Next Gen DevOps Transformation Framework: A case study of Playfish circa 2010 pt. 2 |

Recap

Last week I used Playfish, as it was in 2010, as a case study to show how the Next Gen DevOps Transformation Framework can be used to assess the capability of an organisation. We looked at Playfish’s Build & Integration capability, which the framework classified at level 0, ad hoc and 3rd Party Component Management which the framework classified at level 4.

This week

We’ll take a look at what the Next Gen DevOps Transformation Framework recommends to help Playfish improve its Build & Integration capabilities and we’re going to contrast that with what we actually did. We’ll also look at why we made the decisions we made back then and talk a little about where that took us. Finally I’ll end with some recommendations that I hope will help organisations avoid some of the (spring-loaded trapped and spiked) pitfalls we fell into.

Build & Integration Level 0 Project Scope

Each level within each capability of the Next Gen DevOps Transformation Framework has a project scope designed to improve an organisations capability, encourage collaboration between engineers and enable additional benefits for little additional work.

The project scope for Build & Integration Level 0 is:

Create a process for integrating new 3rd party components.
Give one group clear ownership and budget for the performance, capability and reliability of the build system.

These two projects don’t initially seem to be related but It’s very hard to do one without the other.

Modern product development demands that developers use many 3rd party components, sometimes these are frameworks like Spring, more often than not they’re libraries like JUnit or modules like the Request module for Node.js.

Having a process for integrating new 3rd party components ensures that all engineers know the component is available. It provides an opportunity to debate the relative merits of alternatives and reduces unnecessary work. It also, crucially, provides the opportunity to ensure that 3rd party components are integrated in a robust way. It’s occasionally necessary to use immature components, if there’s a chance that these may be unavailable when needed then they need to be staged in a reliable repository or an alternative needs to be maintained. Creating a process for integrating 3rd party components ensures these issues are brought out into the open an can be addressed.

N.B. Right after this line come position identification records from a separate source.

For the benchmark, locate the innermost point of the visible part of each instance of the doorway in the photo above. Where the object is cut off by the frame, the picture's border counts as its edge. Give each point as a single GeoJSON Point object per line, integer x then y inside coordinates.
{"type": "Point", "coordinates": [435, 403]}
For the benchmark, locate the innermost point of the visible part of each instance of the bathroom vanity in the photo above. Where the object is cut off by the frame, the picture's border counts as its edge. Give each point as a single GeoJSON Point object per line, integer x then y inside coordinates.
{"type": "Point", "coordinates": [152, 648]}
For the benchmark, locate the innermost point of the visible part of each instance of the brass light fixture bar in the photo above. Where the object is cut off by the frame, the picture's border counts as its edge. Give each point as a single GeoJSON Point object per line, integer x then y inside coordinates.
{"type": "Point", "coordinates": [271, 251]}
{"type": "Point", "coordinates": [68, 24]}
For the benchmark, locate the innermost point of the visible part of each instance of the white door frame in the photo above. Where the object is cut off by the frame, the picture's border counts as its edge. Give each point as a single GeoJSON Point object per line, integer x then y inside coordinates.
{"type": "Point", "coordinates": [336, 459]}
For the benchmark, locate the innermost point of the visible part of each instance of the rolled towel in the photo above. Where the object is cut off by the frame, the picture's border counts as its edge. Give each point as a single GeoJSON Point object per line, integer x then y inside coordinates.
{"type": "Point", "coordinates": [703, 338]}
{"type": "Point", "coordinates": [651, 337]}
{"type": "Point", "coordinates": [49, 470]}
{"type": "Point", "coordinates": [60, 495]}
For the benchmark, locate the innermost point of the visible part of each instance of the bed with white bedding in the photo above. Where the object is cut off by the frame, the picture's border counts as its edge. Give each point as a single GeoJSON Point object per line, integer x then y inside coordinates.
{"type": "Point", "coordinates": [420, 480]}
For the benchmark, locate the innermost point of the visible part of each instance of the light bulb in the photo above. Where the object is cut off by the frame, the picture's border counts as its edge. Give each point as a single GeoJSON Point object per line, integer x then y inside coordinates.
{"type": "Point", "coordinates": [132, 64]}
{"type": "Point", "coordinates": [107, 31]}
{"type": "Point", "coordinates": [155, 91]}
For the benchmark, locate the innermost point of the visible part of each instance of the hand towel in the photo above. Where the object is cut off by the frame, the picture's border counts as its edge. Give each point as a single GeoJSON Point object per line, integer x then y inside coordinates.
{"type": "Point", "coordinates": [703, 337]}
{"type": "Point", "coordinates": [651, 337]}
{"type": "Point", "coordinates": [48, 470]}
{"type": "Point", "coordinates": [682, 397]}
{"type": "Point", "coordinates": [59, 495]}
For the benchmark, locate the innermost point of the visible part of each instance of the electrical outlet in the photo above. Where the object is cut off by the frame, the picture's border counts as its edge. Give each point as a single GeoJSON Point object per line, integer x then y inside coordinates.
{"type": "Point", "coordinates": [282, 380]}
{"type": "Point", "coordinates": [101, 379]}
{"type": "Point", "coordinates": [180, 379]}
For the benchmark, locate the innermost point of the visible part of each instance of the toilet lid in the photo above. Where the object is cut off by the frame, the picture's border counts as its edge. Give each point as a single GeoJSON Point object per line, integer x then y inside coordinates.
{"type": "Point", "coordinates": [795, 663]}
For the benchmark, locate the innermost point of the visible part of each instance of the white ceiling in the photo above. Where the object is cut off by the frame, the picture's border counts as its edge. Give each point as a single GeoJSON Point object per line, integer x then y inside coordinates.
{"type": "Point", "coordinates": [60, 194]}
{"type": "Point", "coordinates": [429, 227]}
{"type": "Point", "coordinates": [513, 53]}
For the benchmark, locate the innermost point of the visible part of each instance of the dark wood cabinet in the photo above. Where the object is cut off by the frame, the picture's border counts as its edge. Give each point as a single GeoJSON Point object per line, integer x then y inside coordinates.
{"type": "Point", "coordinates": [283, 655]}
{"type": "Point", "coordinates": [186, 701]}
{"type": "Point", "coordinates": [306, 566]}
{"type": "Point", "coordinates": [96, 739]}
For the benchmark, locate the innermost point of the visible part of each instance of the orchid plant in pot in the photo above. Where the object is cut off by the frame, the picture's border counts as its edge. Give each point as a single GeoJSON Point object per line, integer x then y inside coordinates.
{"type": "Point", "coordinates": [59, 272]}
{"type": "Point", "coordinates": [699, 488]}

Having talked about a process for integrating 3rd party components an organisation is then in a great place to decide who should be responsible for the capability and reliability of the build system. Giving ownership of the build system to a group with the skills needed to manage and support it enables strategic improvement of the build capability. Only so much can be engineers, no matter how talented and committed they are, without funding, time and strategic planning.

How Playfish improved it’s build capability

I don’t know how Playfish built software before I joined but in August 2010 all the developers were using an instance of Bamboo hosted on JIRA Studio. JIRA Studio is a software-as-a-service implementation of a variety of Atlassian products. I have’t used it for a while but back in 2010 it was a single server hosting whatever Atlassian components you configured. Some Playfish developers had set up Bamboo as an experiment and by August 2010 it had become the unofficial standard for building software. I say unofficial because Operations didn’t know that it had become the standard until the thing broke.

Playfish Operations managed the deployment of software back then and that meant copying some war files from an artefact repository updating some config and occasionally running SQL scripts on databases. The processes that built these artefacts was owned by each development team. The development teams had a good community and had all chosen to adopt Bamboo.

Pause for context…

Let’s take a moment to look at the context surrounding this situation because we’re at that point where this situation could have degenerated into one of the classic us vs. them situations that are so common between operations and development.

When I was hired at Playfish I was told by the CEO, the Studio Head and the Engineering Director that I had two missions:

Mature Playfish’s approach to operations
Remove the blocks that slowed down development.

Playfish Operations were the only group on-call. They were pushing very hard to prevent development teams from requesting deployments on Friday afternoons and then running out of the building to get drunk.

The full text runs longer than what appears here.